Oh merda! Ele estava falando dela! A Ângela.
- Eu pensei que amava a Ang. Realmente devo ter amado dentro do tempo e a pouca 
maturidade que tinha, principalmente por Harry, meu filho é tudo pra mim e então... 
Quando ela se foi, eu disse sim. Nós não lutamos pelo casamento. Eu queria manter a minha 
vida porque gosto de estabilidade, no entanto, me divorciar traria isso pra mim. Eu sofri 
porque gostava dela, queria minha família de volta e meu conforto social também. Hoje... É
 diferente. Não sei se posso abrir mão de você, mesmo que isso nos faça bem, estou disposto 
a ser egoísta.
- Que bom... Porque eu preciso do seu egoísmo.
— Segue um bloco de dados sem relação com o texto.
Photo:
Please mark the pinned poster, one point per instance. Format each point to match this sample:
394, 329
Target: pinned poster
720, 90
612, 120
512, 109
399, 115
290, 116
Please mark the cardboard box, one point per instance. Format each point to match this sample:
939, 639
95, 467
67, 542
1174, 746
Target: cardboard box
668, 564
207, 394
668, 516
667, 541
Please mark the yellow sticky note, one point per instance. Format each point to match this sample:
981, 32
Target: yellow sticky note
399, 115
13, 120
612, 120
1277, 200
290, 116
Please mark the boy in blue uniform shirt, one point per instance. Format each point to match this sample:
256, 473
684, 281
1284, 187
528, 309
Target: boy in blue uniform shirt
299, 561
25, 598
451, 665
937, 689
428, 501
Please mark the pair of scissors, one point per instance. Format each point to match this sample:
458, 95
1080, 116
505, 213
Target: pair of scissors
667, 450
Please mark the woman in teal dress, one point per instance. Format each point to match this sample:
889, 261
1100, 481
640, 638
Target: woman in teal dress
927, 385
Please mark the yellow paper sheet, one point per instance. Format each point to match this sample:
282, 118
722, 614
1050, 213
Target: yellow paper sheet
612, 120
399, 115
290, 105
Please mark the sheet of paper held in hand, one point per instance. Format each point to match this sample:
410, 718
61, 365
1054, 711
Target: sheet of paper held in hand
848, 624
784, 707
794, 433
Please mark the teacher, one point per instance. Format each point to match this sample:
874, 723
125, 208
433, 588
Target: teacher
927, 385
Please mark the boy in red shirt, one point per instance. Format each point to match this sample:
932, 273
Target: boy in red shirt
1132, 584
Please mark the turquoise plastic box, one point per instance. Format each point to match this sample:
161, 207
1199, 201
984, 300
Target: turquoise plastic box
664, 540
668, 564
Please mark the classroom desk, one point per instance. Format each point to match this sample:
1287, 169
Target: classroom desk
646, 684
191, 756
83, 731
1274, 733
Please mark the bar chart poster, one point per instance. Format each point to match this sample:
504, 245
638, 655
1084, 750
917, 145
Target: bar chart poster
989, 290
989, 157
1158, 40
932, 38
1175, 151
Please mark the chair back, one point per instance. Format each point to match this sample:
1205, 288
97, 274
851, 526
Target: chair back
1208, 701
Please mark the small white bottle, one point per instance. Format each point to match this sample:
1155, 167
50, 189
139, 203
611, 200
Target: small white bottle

Meus dias na Itália foram recheados de muito descanso, passeios turísticos por basílicas, 
palácios, casas antigas e excelentes restaurantes. Tinha engordado um pouco porque não 
deixei de comer absolutamente nada que via pela frente. Também tirei bastante fotos, 
mesmo não fazendo amizade com ninguém do meu grupo. Eles me deixavam muito acanhada.
 O lugar era lindo. Alice iria amar absolutamente tudo ao meu redor e podia ver Jasper se
 acabando de comer em todos os bistrôs da rua que estava hospedada.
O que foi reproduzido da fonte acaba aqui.